A group of Israeli researchers from BGN Technologies, the technology company of the Ben-Gurion University, has invented a new automated and language-independent tool for summarizing text.
The new method can automatically extract key sentences from texts in various languages, and form a summary of the text based on its most important elements, giving the reader only the essential aspects of the text.
When given a text to summarize, humans often rephrase the main points in their own words, a method called abstractive summarization. Such summarizing requires high-level human skills. Currently, the abstractive summarization software is not yet capable of producing results comparable to that of a human, so many methods use extractive summarization instead.
The new technology, called Multilingual Sentence Extractor (MUSE), provides language-independent summaries of texts, based on an algorithm that ranks the importance of sentences, using statistical sentence features, which can be calculated for sentences in any language, and then extracts top–ranking sentences into a summary.
The method was tested in nine languages, including English, Hebrew, Arabic, Persian, Russian, Chinese, German, French, and Spanish.
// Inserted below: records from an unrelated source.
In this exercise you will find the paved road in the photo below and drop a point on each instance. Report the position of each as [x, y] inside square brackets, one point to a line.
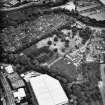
[102, 89]
[7, 89]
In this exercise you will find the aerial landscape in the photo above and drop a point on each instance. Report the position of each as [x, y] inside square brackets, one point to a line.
[52, 52]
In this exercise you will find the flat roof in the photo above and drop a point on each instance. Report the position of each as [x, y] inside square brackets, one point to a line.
[48, 90]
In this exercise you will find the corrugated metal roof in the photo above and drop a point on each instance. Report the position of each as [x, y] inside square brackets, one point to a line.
[48, 90]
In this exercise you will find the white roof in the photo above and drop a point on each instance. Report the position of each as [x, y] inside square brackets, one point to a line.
[9, 69]
[20, 93]
[48, 90]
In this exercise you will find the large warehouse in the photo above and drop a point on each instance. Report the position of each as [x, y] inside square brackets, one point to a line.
[48, 91]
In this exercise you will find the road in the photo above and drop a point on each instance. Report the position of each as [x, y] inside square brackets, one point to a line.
[102, 89]
[7, 89]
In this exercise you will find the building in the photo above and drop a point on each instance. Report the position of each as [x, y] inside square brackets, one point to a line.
[48, 91]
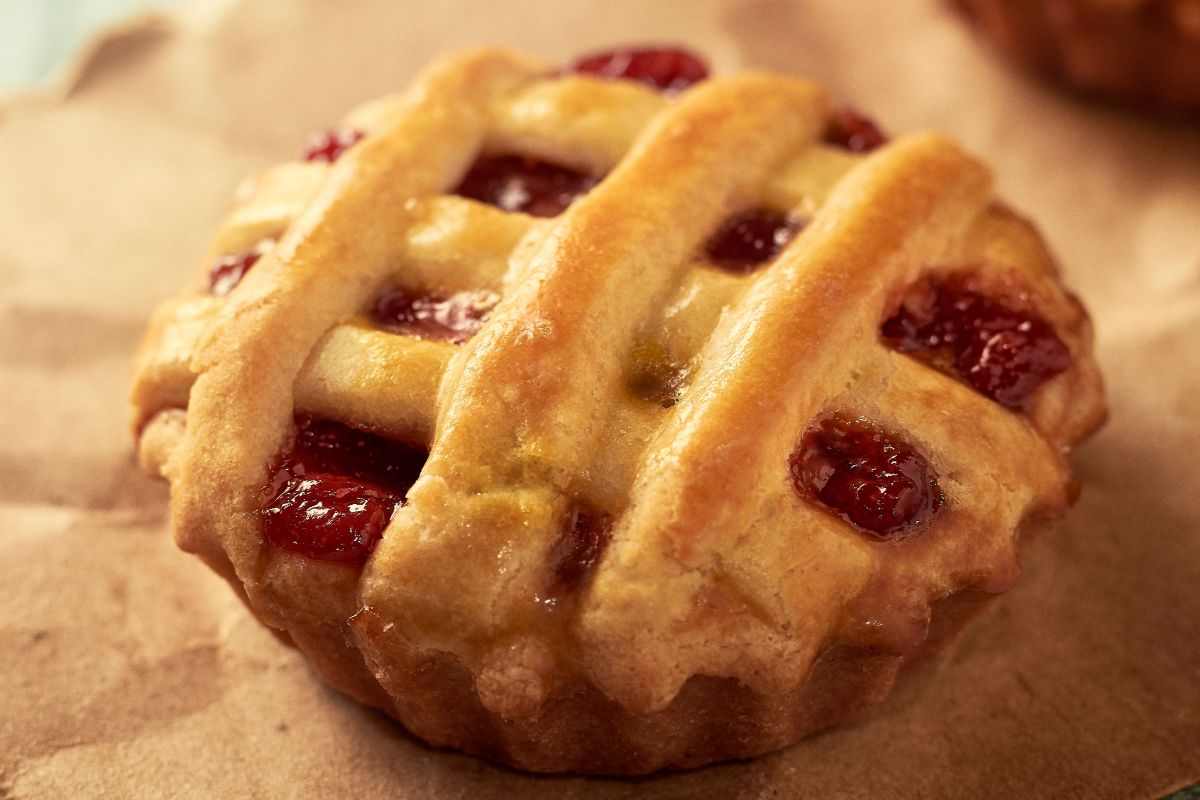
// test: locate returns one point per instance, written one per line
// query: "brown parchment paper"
(127, 669)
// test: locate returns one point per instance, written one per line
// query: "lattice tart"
(615, 417)
(1146, 52)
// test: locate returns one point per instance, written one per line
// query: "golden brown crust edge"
(1138, 52)
(576, 728)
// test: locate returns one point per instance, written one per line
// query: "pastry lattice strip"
(461, 564)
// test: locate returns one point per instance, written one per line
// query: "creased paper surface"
(127, 669)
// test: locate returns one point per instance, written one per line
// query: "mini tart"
(615, 417)
(1141, 52)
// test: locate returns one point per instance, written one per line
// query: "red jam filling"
(526, 185)
(586, 534)
(449, 319)
(750, 239)
(331, 144)
(229, 270)
(1003, 353)
(867, 476)
(665, 68)
(336, 489)
(852, 131)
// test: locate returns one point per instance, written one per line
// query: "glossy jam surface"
(449, 319)
(229, 270)
(852, 131)
(586, 534)
(868, 476)
(750, 238)
(1001, 352)
(329, 146)
(663, 67)
(526, 185)
(335, 491)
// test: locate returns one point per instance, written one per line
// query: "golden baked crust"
(1145, 52)
(727, 615)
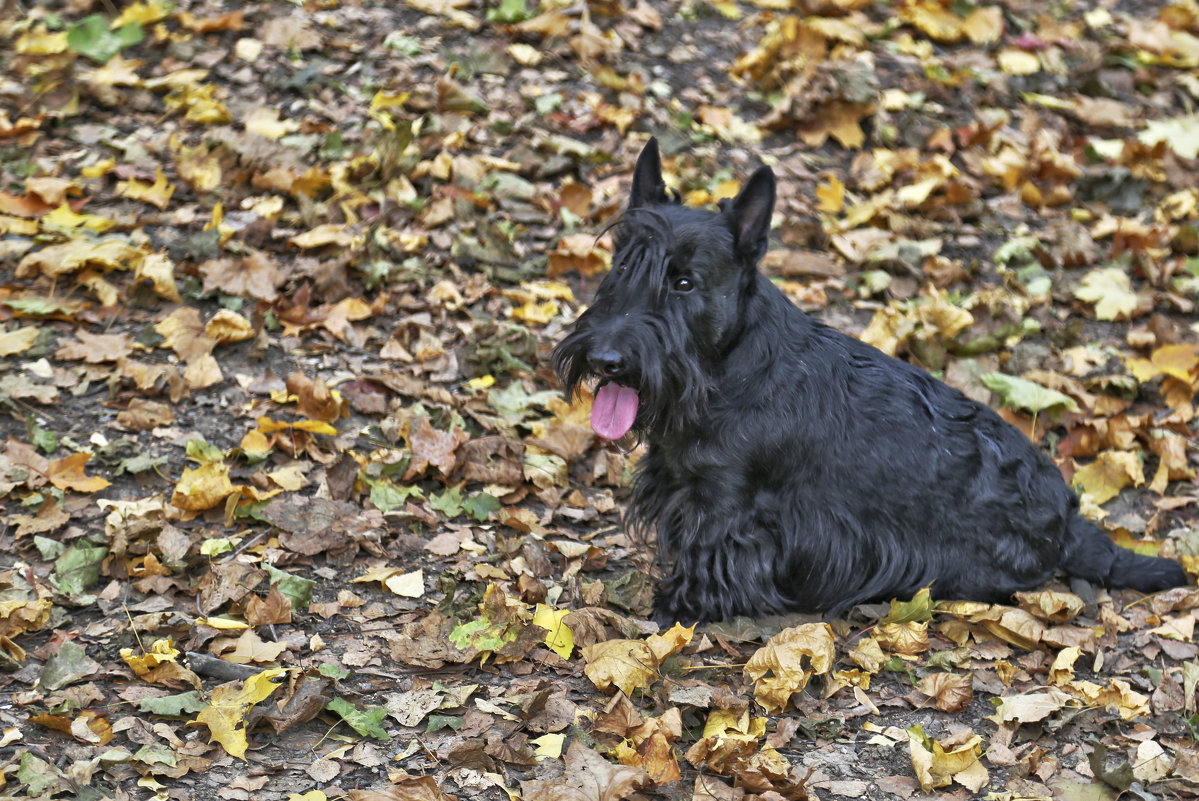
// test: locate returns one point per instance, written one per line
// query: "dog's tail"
(1095, 556)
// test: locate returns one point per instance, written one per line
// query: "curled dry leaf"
(951, 692)
(785, 663)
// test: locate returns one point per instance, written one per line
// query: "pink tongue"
(613, 410)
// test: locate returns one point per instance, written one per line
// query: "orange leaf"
(67, 474)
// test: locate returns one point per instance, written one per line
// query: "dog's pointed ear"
(749, 215)
(648, 186)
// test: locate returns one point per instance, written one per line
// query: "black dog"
(791, 467)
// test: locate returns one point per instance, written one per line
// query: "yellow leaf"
(378, 573)
(670, 642)
(228, 326)
(831, 196)
(1110, 290)
(1018, 62)
(161, 272)
(77, 254)
(536, 313)
(937, 766)
(67, 474)
(790, 657)
(289, 479)
(199, 102)
(934, 19)
(223, 624)
(314, 427)
(627, 664)
(559, 637)
(1030, 708)
(265, 122)
(62, 217)
(226, 716)
(202, 488)
(907, 638)
(255, 441)
(145, 13)
(943, 317)
(38, 42)
(408, 585)
(1048, 604)
(203, 372)
(1061, 672)
(98, 169)
(323, 235)
(156, 194)
(1118, 696)
(549, 746)
(731, 723)
(1110, 473)
(17, 341)
(161, 651)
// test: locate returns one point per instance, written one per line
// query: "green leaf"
(92, 37)
(1022, 393)
(42, 778)
(180, 705)
(66, 666)
(481, 506)
(1180, 133)
(42, 439)
(78, 568)
(156, 753)
(140, 463)
(1110, 290)
(919, 609)
(508, 11)
(49, 549)
(438, 722)
(387, 497)
(368, 722)
(513, 402)
(295, 588)
(203, 452)
(482, 634)
(333, 672)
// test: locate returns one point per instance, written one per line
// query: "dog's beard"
(663, 393)
(614, 410)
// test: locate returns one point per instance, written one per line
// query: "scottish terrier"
(791, 468)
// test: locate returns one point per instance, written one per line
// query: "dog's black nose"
(606, 361)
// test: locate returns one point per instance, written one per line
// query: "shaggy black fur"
(791, 467)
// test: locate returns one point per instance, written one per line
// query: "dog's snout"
(606, 361)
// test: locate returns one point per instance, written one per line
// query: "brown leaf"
(589, 777)
(492, 461)
(951, 692)
(432, 446)
(404, 788)
(143, 415)
(96, 348)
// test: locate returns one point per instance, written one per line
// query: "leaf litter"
(294, 510)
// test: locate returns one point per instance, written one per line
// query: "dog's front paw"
(663, 618)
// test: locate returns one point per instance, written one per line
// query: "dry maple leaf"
(951, 692)
(790, 657)
(589, 777)
(226, 715)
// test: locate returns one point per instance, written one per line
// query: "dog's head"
(672, 306)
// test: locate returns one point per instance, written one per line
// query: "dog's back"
(791, 467)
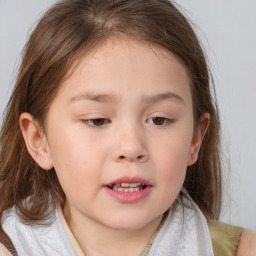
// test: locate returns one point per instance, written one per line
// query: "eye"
(96, 121)
(160, 121)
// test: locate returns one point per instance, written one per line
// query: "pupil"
(98, 121)
(158, 120)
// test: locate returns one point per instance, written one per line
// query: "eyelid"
(167, 121)
(91, 121)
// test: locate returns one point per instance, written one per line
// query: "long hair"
(67, 32)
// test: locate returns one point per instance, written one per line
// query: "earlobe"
(198, 138)
(36, 141)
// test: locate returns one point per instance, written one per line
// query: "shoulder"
(225, 238)
(247, 244)
(4, 251)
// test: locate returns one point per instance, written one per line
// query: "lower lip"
(129, 197)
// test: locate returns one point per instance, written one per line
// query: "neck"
(96, 239)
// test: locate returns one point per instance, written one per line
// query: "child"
(110, 142)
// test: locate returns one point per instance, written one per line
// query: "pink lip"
(127, 179)
(129, 197)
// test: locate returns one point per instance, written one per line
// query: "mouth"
(127, 187)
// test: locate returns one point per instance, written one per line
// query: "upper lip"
(127, 179)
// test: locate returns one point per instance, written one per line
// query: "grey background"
(227, 31)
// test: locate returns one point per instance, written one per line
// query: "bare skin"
(247, 244)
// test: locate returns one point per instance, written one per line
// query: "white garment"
(37, 240)
(184, 233)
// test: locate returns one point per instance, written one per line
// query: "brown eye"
(96, 121)
(159, 120)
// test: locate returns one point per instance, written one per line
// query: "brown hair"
(68, 31)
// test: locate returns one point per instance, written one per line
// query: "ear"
(36, 141)
(197, 139)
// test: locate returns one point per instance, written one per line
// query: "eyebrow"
(163, 96)
(94, 97)
(148, 99)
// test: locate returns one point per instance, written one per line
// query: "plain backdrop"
(227, 31)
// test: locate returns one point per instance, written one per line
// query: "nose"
(130, 146)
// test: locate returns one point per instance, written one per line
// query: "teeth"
(132, 188)
(131, 185)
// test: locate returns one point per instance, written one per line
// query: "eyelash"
(91, 122)
(163, 120)
(103, 121)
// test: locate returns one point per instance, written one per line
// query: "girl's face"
(123, 121)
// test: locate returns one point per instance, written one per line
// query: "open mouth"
(127, 187)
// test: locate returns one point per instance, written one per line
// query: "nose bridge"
(130, 143)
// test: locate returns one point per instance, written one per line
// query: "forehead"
(119, 63)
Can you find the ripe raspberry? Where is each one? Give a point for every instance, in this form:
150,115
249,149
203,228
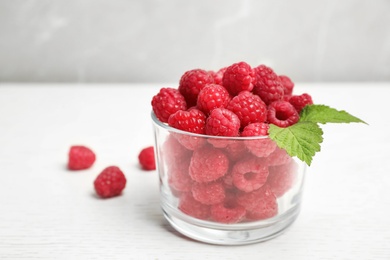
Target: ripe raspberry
281,178
300,101
268,85
288,85
209,193
250,174
278,156
218,75
192,207
208,164
248,107
228,211
191,82
167,102
222,122
80,157
238,77
261,147
212,96
264,206
110,182
282,114
174,152
236,150
146,159
178,178
192,121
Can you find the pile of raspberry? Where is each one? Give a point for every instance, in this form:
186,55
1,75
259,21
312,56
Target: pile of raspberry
229,180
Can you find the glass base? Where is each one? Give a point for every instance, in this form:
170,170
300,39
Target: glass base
230,234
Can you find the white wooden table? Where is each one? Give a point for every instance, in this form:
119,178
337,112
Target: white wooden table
48,212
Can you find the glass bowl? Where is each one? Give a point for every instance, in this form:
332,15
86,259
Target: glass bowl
226,190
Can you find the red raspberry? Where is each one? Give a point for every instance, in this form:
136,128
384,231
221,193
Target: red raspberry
212,96
80,157
209,193
238,77
222,122
167,102
208,164
248,107
278,156
288,85
261,147
192,121
236,150
263,204
228,211
110,182
281,178
268,85
146,159
174,152
192,82
178,178
282,114
192,207
300,101
218,75
250,174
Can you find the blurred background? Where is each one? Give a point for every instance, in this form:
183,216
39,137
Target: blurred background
89,41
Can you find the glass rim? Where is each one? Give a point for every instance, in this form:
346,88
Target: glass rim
165,126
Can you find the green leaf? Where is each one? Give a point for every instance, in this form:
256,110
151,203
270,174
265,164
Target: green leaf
301,139
323,114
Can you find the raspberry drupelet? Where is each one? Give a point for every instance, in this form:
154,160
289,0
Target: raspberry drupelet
167,102
192,82
268,84
238,77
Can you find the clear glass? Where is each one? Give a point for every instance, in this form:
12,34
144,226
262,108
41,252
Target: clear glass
225,190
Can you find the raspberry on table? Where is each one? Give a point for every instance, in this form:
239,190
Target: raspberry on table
167,102
267,85
248,107
146,158
300,101
261,147
282,114
110,182
250,174
209,193
288,85
208,164
192,82
281,178
228,211
222,122
212,96
80,157
238,77
192,207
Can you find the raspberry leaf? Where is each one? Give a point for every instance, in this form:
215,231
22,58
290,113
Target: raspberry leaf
301,139
324,114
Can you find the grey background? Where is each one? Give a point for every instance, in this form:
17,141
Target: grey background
157,40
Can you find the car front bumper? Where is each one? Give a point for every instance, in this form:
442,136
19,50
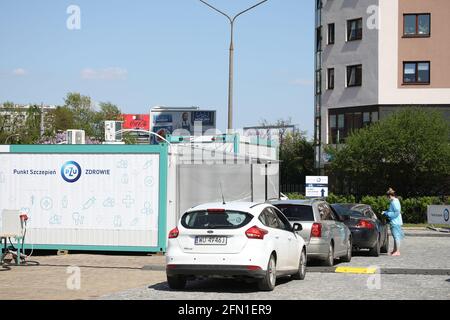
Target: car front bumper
364,238
214,270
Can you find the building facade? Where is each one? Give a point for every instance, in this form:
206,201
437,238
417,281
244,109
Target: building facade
374,57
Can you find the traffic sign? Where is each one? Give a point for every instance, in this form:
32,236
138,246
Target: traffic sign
316,186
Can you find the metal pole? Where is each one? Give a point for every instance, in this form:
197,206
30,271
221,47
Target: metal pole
42,120
230,81
231,58
13,135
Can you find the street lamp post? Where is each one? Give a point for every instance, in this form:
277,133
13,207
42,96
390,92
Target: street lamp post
231,62
13,135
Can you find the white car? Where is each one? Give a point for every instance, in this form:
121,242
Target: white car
235,240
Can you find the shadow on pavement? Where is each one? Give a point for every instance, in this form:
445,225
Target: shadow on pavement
217,286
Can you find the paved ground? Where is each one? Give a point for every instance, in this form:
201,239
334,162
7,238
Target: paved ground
418,253
124,277
99,275
315,286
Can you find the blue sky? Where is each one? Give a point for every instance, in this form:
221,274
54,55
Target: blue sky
142,53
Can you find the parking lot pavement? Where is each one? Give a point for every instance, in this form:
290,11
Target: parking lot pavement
315,286
417,253
143,277
55,276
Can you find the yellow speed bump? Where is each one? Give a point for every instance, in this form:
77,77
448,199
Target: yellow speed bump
356,270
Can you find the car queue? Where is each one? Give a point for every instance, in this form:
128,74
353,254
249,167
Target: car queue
260,242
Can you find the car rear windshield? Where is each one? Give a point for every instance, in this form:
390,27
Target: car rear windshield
343,210
296,212
215,219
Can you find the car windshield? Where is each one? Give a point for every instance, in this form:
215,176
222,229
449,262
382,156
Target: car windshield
215,219
296,212
342,210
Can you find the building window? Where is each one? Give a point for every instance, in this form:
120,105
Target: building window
354,76
366,119
343,122
319,4
354,29
417,25
318,82
319,39
330,79
416,72
331,33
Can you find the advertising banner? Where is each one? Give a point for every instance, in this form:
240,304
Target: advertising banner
82,191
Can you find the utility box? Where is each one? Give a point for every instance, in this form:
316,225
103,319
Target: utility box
76,137
113,131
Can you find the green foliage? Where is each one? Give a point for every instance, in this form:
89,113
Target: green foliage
108,111
407,151
83,113
61,119
297,158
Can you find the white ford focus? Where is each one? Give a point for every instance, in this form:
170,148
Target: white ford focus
235,240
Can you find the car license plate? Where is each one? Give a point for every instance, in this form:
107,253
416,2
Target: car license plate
210,241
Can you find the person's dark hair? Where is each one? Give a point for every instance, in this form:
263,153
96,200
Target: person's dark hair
391,192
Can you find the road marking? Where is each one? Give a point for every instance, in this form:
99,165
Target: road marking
355,270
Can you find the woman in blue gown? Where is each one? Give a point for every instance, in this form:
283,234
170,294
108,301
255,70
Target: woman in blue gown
394,215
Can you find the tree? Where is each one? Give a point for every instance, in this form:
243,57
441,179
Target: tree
30,131
61,119
297,158
408,151
83,113
281,127
108,111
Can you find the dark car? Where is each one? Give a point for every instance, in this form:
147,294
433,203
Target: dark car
368,231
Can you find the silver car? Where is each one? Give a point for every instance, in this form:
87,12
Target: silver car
326,237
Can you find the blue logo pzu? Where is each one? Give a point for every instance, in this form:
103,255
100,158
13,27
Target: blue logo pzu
71,171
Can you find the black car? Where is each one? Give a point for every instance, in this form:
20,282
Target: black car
368,231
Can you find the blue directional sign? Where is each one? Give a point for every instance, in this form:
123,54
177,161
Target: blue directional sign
316,186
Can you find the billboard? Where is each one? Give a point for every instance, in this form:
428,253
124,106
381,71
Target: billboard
116,192
136,121
181,122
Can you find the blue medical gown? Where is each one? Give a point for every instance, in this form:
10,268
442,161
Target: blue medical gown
395,219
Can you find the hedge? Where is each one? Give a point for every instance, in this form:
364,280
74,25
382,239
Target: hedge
414,210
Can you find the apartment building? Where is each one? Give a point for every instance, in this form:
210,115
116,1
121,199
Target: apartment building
374,57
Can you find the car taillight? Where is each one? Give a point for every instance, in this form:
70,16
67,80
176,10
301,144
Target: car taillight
174,233
365,224
256,233
253,268
316,230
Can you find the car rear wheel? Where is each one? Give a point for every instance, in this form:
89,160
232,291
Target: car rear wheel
375,251
301,273
329,262
176,282
268,282
348,256
385,247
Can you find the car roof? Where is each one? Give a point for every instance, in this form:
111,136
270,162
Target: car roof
236,205
352,206
305,202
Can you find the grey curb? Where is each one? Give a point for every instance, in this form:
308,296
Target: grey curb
404,271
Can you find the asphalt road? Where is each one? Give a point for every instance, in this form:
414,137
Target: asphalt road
417,253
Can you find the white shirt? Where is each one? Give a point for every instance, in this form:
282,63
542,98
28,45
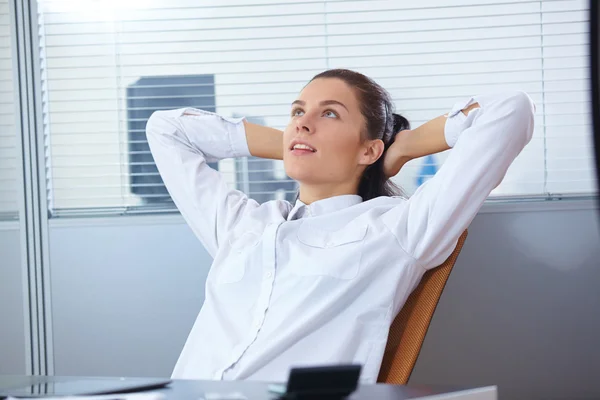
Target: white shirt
297,285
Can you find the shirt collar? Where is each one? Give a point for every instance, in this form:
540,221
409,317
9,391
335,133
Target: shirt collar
321,207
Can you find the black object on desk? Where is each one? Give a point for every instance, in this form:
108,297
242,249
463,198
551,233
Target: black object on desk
328,382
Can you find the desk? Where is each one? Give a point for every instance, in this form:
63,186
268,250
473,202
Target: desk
193,390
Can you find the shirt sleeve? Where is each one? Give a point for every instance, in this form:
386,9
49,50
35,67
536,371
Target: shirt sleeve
182,141
485,142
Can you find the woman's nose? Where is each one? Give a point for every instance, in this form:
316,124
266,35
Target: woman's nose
303,124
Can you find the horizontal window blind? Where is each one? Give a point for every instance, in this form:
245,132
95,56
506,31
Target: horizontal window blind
8,138
107,65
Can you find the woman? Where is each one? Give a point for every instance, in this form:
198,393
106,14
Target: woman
321,280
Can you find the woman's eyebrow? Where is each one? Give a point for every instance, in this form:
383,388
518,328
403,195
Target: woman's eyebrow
323,103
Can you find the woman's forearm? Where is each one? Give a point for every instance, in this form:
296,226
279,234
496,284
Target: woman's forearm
264,142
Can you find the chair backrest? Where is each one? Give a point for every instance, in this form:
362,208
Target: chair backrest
410,325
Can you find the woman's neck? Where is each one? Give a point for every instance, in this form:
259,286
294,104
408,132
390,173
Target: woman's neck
312,193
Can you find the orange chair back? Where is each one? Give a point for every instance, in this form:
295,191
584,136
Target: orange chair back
410,326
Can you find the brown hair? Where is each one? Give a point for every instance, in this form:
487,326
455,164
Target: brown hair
380,123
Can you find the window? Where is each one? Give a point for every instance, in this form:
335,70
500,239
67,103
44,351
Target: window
8,136
427,55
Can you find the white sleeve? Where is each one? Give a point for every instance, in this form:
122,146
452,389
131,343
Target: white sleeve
485,142
181,146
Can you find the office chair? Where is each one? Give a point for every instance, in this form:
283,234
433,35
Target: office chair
410,325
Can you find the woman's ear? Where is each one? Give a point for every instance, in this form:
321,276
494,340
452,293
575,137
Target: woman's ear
372,150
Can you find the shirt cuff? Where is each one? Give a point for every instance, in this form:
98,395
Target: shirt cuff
457,121
237,137
231,142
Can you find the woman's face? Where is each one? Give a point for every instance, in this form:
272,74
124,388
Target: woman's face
322,143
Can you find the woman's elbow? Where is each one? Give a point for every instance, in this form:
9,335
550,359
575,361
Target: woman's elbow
155,124
522,113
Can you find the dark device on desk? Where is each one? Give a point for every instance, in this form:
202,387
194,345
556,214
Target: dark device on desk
595,78
328,383
50,386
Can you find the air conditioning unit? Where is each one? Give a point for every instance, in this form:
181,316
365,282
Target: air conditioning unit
145,96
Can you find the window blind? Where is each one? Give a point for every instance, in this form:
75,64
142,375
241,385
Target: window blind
8,137
261,53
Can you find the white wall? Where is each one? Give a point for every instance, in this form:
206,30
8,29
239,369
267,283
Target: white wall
8,139
12,323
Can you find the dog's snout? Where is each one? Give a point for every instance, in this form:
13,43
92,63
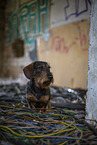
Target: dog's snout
50,77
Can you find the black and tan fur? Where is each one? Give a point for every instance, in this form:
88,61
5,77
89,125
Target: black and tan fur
38,92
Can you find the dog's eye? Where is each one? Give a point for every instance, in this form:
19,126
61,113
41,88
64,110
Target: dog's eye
40,67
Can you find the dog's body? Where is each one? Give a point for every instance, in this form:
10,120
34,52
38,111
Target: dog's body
38,92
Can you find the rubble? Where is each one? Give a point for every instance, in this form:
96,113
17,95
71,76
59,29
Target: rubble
60,125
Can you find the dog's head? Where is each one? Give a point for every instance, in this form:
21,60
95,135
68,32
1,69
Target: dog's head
40,72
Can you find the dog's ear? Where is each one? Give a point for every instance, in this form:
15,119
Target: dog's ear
28,71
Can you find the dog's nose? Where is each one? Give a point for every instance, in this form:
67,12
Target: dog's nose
50,77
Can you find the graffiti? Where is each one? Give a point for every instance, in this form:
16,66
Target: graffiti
31,20
80,40
77,12
59,44
83,38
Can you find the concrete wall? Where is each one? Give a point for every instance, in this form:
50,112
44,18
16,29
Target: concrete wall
91,101
2,22
51,30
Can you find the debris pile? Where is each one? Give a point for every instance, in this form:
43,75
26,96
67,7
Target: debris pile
60,125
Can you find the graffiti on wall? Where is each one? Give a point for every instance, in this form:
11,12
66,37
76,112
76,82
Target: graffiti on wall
30,20
77,11
80,39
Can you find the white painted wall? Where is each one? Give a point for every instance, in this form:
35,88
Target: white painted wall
91,101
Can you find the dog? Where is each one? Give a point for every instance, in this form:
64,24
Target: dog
38,91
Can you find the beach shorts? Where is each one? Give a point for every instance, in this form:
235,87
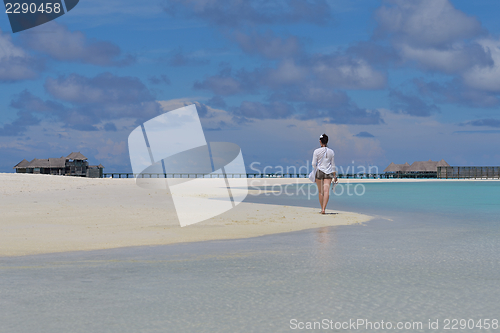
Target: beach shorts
321,175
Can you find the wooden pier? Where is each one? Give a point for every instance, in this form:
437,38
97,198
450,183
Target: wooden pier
460,172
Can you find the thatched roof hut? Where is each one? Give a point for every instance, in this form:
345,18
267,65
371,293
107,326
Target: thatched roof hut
428,166
418,166
47,163
397,167
21,165
76,157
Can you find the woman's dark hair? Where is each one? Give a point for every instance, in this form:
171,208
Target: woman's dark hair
324,139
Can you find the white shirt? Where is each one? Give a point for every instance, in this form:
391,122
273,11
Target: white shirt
326,162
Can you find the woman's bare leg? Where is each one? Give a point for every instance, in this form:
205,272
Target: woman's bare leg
326,193
319,183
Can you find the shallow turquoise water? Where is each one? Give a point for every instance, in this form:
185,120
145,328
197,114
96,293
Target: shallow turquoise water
432,253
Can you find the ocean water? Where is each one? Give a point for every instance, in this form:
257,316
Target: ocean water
431,255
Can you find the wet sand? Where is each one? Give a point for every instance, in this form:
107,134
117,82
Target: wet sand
46,214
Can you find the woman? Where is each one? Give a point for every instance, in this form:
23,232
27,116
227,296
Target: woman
325,171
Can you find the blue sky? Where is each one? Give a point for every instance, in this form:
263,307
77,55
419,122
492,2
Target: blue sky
388,81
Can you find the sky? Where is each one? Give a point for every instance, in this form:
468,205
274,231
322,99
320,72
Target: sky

Its summarization quality, which was evaluated in English, Hebrew, Arabic and Persian, showed a high level of similarity to human-generated summaries.
Most available solutions are language dependent and require training algorithms on large volumes of text in a specific language.
Experimental results show that after initial training of the algorithms on a corpus of summarized documents, there is no need for further training in each new language, and the same sentence-ranking model can be used across several languages.
The new method was invented by Prof. Mark Last, Dr. Marina Litvak, and Dr. Menahem Friedman at the Department of Software and Information Systems Engineering of Ben-Gurion University.
“[Extractive summarization] is invaluable for being able to quickly summarize large quantities of text in a language-independent manner. This ability is crucial for search engines as well as other end-users, such as researchers, libraries and the media,” he said.
Zafrir Levy, Senior VP of Business Development at BGN Technologies, said that a patent on the technology had been filed, and further partnerships are being explored.
“This tool will be a valuable addition to our ability to benefit from the vast amounts of text available online,” he said.